Elsewhere in the mammoth collection of special features, the same confused screenwriter says that they thought including the proper names of weapons would bog down the narrative. Right. You wouldn’t want to put too much detail into a thirteen-hour film; that might make it as dense and incomprehensible as a baseball movie in which the hero makes bats and names them “Wonderboy” and “Savoy Special.”

Here are four good reasons to name weapons:

1) Hand weapons have individual characters. They each fit the hand in a certain way. Each sword has a different center of balance, a different swing. Naming a weapon indicates its individuality.

2) Naming weapons in stories marks their ability to symbolize larger issues and higher causes. The word “sword” in the New Testament, for instance, usually refers to the Word of God, the highest Cause imaginable. Giving the reader or listener a symbolic link to the world of ideals takes the focus off the wielder of the weapon and his personal motivations.

3) Named weapons have identifiable histories. They have a maker, and they may show up in the tales of more than one warrior. Knowing the pedigree of a weapon sets a given wielder and a given battle in a greater historical context and deepens the emotional effect of any single appearance or use of the weapon.

4) The custom of naming weapons has a long literary history. Arthur has Excalibur, for instance. 

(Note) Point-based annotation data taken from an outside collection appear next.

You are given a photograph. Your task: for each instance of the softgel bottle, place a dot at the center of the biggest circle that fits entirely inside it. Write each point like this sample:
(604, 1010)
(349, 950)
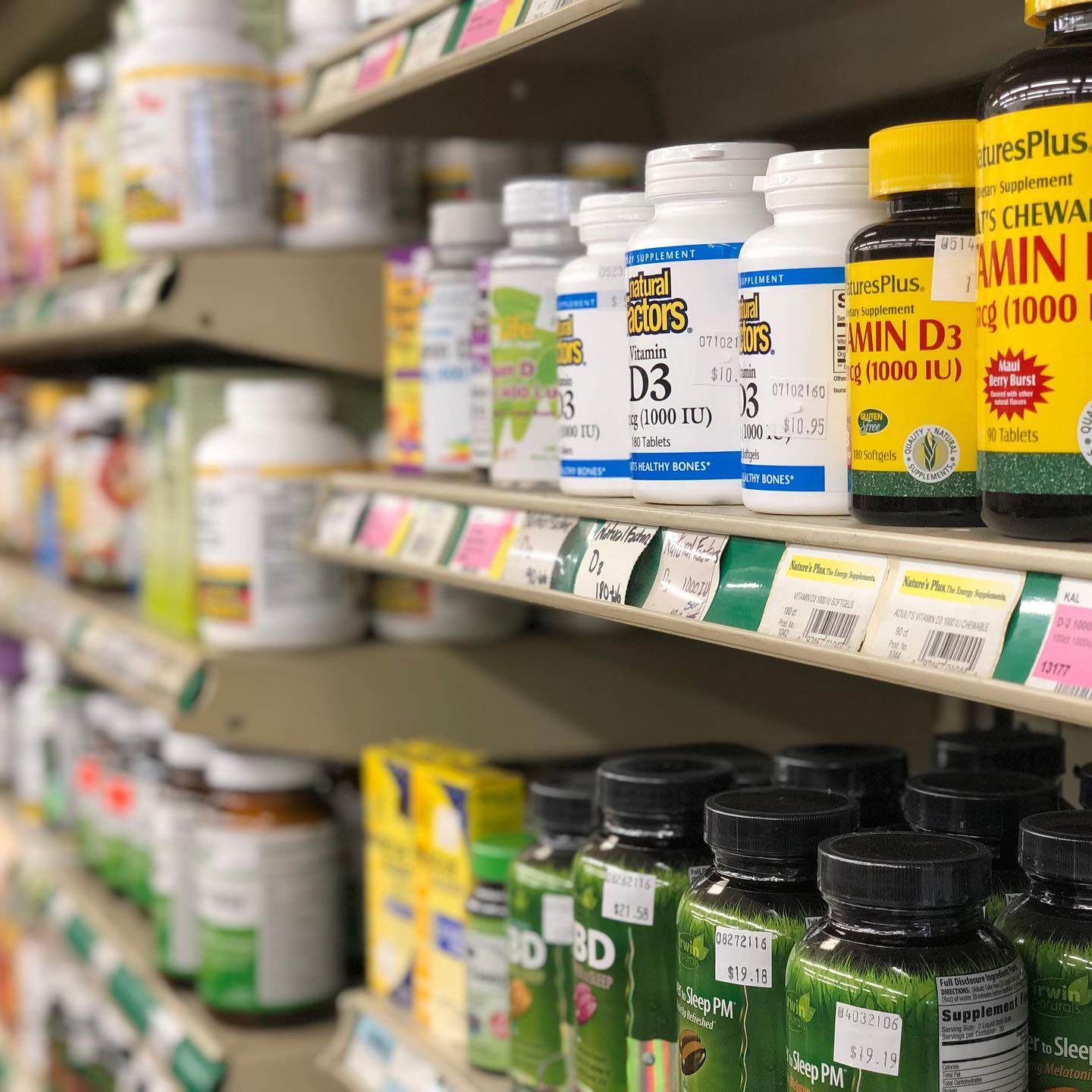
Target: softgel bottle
(793, 333)
(682, 272)
(591, 349)
(522, 325)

According to Barbara Reynolds’s introductory material in her translation of Orlando Furioso, Orlando’s sword, Durendal, is first named in the Chanson de Roland. For OF, Ariosto Italianizes the name slightly to Durindana. In Orlando Innamorato, Boiardo added to the legend of the sword; by making it originally Hector’s sword, he put it in the hands of a great tragic hero and connected Orlando’s story to the grandest epic in all of literary history. Knowing that in naming so many weapons in his fantasy epic, Tolkien drew inspiration from the writers of Arthurian legend, from the Chanson de Roland, from Boiardo, and from Ariosto, gives him a pedigree as awesome as that of his swords. Maybe Peter Jackson and friends haven’t read Homer, Malory, or Ariosto. Maybe they never read or saw The Natural. Or maybe they just don’t get it.

Perspective and context make all the difference. I have had enjoyable times on the streets of New York and on the streets of Boston. But no other experience I’ve ever had can match the view I enjoyed from a military plane one fall night in 1980, when I saw New York below me, ablaze with lights like the sand on the beach, the trade towers and Yankee stadium standing like tiny children’s toys, Central Park a mysterious dark rectangle in the middle of it all. Soon the orange glow of I-95 showed, wiggling its way up the coast, through the shimmering bulge of New Haven, like an egg the interstate snake had swallowed whole, and through the larger bulge of Providence, eventually getting tangled in the giant radial spider web of lights that marked Boston. I felt as if I could reach down and pick up the chunk of earth that holds those great cities and cradle it in my hands. It made me love those cities.

There are two kinds of people in this world: those who think a hot dog from a street vendor in NYC tastes more delicious after seeing the city from the air on a night clear as crystal, and those who just want to know where the nearest hot dog stand is. Philippa Boyens and I must be in opposite groups.

1 comment:

  1. What about someone who thought the slice of pizza she ate in Chicago was the best she'd ever had because it was bitter cold outside during the hours she spent wandering the streets before coming in to eat?